Dimanche matin, des familles se promènent joyeusement, à vélo ou à pied, des personnes âgées font de même, à un rythme parfois plus gentil dans la plus grande forêt de Berlin, Grunewald. Laissant les promeneurs s’enfoncer dans les sentiers, nous marchons sur la route principale puis nous nous enfonçons également en suivant un panneau (à vrai dire, nous ne savions vraiment pas quel chemin emprunter pour arriver au sommet) et nous voilà finalement en haut. Mais pas de la bonne colline !

En effet, les grandes sphères géodésiques facilement reconnaissables de Teufelsberg apparaissent littéralement en face de nous. De là, nous cheminons jusqu’en haut de la fameuse Montagne du Diable et nous tombons sur une grande clôture où de nombreuses pancartes affirment que l’endroit est abandonné et que des poursuites peuvent être engagées contre quiconque entrant par effraction. Puisque le site est, depuis quelques années, accessible moyennant une petite somme, ces écriteaux sont vraisemblablement des restes des années d’abandon.
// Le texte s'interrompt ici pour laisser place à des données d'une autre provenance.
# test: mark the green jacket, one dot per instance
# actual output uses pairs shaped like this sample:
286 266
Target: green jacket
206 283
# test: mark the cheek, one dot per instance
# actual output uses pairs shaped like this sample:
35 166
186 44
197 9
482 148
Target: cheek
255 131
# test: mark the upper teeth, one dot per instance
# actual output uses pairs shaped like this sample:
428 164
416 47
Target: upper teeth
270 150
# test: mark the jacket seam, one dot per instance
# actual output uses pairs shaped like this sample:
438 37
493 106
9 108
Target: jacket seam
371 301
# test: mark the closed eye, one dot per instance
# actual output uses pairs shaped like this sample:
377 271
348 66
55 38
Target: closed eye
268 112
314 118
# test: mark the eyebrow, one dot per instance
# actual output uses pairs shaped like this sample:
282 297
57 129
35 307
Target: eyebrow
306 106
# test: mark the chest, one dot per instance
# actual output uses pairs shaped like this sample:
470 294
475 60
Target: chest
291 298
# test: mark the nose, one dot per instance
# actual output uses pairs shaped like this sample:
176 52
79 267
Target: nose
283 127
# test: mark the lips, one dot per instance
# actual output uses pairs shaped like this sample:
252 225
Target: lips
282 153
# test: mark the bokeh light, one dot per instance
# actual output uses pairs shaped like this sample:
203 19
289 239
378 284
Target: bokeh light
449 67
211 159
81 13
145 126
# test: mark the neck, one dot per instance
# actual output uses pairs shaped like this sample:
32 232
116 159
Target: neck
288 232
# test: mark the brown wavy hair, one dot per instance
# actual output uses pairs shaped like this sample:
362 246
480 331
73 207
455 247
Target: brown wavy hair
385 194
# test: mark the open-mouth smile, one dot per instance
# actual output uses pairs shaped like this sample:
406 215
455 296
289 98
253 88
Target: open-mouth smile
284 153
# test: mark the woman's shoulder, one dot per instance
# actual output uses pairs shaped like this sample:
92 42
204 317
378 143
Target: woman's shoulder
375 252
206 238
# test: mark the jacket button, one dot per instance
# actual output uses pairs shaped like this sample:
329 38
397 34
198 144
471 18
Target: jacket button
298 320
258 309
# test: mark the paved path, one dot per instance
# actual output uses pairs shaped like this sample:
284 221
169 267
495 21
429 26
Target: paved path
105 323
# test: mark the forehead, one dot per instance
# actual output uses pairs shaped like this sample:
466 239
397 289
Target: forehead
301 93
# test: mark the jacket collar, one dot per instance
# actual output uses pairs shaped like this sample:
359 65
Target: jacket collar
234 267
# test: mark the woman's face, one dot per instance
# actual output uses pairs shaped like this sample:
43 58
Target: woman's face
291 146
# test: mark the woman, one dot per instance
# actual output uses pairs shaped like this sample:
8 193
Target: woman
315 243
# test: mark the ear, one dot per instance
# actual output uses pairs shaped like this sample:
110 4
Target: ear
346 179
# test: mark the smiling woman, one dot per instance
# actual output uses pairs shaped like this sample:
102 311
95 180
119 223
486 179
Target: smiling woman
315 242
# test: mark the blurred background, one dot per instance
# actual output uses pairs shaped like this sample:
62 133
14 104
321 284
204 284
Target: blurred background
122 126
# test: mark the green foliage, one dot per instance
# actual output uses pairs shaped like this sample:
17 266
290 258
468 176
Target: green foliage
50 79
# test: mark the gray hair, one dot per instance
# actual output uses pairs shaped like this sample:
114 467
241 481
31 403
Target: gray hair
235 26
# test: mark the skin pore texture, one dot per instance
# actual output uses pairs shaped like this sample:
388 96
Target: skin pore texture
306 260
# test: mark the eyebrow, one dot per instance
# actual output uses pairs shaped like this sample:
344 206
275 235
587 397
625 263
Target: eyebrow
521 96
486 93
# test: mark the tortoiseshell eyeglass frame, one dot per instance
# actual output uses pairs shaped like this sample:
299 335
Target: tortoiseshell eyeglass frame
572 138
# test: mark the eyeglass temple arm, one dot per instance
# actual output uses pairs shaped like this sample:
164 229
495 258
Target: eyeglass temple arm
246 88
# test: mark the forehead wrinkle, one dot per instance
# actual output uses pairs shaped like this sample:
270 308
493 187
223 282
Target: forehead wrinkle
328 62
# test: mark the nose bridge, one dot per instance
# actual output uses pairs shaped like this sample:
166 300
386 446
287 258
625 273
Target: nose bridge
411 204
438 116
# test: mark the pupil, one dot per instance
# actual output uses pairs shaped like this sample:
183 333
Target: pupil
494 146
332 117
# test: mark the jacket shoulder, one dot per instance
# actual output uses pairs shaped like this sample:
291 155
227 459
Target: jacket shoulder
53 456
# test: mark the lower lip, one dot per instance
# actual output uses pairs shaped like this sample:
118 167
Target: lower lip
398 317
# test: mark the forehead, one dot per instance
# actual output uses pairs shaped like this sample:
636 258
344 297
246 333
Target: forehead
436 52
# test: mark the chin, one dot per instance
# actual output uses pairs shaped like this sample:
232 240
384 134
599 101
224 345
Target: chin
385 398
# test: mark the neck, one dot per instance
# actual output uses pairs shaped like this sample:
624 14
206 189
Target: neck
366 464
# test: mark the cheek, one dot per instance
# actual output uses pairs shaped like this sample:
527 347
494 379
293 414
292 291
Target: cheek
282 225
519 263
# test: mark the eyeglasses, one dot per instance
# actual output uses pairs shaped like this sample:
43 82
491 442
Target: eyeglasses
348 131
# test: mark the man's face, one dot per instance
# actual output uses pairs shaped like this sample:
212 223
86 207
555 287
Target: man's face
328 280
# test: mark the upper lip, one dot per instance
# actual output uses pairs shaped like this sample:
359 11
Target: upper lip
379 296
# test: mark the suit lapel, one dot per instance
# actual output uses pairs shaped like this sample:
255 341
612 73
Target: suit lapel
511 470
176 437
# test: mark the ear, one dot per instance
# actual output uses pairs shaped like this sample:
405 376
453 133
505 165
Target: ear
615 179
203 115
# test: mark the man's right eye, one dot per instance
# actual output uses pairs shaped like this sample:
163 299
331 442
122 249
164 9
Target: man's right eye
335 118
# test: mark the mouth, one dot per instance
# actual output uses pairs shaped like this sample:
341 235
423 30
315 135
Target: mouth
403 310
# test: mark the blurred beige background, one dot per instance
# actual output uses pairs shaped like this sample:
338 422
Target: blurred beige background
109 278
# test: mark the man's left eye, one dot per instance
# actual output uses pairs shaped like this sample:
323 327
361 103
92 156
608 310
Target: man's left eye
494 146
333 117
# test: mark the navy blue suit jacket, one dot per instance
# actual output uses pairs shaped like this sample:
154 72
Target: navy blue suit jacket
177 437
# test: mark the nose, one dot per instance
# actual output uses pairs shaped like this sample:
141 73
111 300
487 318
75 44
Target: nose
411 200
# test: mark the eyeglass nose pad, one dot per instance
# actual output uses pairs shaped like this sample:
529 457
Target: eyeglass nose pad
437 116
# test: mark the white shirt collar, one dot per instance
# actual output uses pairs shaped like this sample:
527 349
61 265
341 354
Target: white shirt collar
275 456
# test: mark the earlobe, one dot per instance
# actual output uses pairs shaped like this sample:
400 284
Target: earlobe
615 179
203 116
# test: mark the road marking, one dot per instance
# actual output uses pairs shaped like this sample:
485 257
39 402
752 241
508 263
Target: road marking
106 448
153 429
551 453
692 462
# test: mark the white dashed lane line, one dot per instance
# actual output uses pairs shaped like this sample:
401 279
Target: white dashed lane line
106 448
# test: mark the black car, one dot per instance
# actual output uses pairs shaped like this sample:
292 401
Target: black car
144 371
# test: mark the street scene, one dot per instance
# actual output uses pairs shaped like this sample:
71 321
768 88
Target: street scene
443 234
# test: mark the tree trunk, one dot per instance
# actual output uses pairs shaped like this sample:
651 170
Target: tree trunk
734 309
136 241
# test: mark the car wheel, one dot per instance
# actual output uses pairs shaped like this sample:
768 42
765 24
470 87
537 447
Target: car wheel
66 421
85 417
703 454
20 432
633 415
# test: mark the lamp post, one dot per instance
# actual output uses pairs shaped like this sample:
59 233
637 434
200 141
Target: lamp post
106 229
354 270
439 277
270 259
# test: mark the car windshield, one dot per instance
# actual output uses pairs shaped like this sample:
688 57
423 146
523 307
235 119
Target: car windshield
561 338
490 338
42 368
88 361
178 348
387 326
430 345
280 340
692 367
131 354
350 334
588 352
Finalement, nous suivons la clôture et arrivons à l’entrée, où un peu stupéfaits, nous voyons qu’une route permet d’y accéder – celle que j’emprunterai lors de mes prochaines visites. Pour avoir l’opportunité de pénétrer dans le site, la somme de 6 euros (pour étudiants) est demandée ainsi qu’une signature puisque la personne à l’accueil spécifie bien, que s’il nous arrive quelque chose sur place, ils déclinent toute responsabilité. Nous voilà prévenus. Où est-ce que je nous ai encore emmené ?

Fantômes d’une université nazie

Je ne peux m’empêcher de penser aux jeunes garçons que nous avions rencontrés en contre-bas et qui s’amusaient simplement avec une innocence d’enfant. Difficile d’imaginer que sous la colline sur laquelle ils jouent, au début des années 40, Albert Speer, l’architecte en chef du Parti national-socialiste, avait entrepris la construction d’une université technico-militaire nazi. Ainsi, nous nous trouvons sur la montagne où devaient être formés les futurs nazillons du parti…

Mais où est donc passée cette université ?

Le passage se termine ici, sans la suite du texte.